CDavid
Well-Known Member
well...they need to sell tickets...and people visit WDW and often spend thousands on a vacation....all that discovery and fascination you mention... yeah that can be found at my local museum of science for a lot less. sorry if i want real rides and attractions for a few Gs.
with that said theres still a place for education and story telling but the raw learn only types of attractions that once dominated epcot center are a very expensive science museum.
Please tell me where your local science museum is which features rides about communications, future living, transportation, and energy on the epic scale once presented in Epcot, because I'd really like to come ride them. I'm also not aware of any "learn only types of attractions" in Epcot Center.
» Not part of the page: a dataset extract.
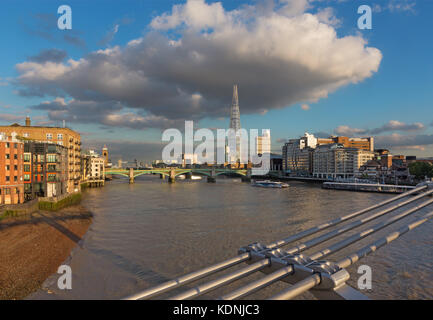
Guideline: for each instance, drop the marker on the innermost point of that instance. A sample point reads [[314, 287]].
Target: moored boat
[[270, 184]]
The whole point was an utterly enjoyable, fascinating exploration of seemingly mundane subjects which were so enjoyable and emotionally thrilling you didn't realize you were learning. There is a saying that learning can be fun, and it is very true, even if usually it isn't. But it is also why the original Epcot was so awe inspiring.
Of course, nobody outside Disney has ever done anything remotely like the Future World that we once knew, and millions of guests eagerly bought tickets and lined up. Probably wasn't a thrill freaks favorite park, but it never will be. While it is desirable to have something for everyone, it need not have destroyed the character and foundation upon which the park was built. To call Epcot "a very expensive science museum" is like calling the Magic Kingdom a (permanent) roadside carnival.
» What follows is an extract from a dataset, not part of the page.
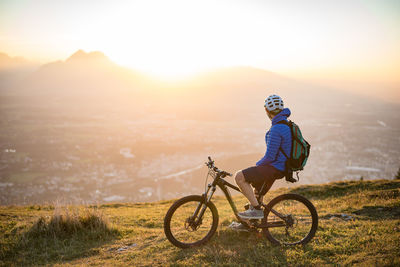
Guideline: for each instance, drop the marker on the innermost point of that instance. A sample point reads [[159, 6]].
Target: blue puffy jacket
[[279, 135]]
Further, theme park attractions - at least in Disney parks - should not (and mostly don't) revolve around the ride experience itself. It isn't that there is a place for storytelling - but rather that the story (not necessarily storyline) is central to the attraction experience; The ride is merely the vehicle used to convey guests through the story or experience.
The greatest crime committed by Mission:Space, however, was that it largely omits the grandeur and awe inspiring experience of space and instead presents the physical sensations of spaceflight that make you want to puke. This was previously, if crudely, done by Mission to Mars and Space Mountain - physical ride experiences (not theme or indoor setting) not radically different from roller coasters around the world.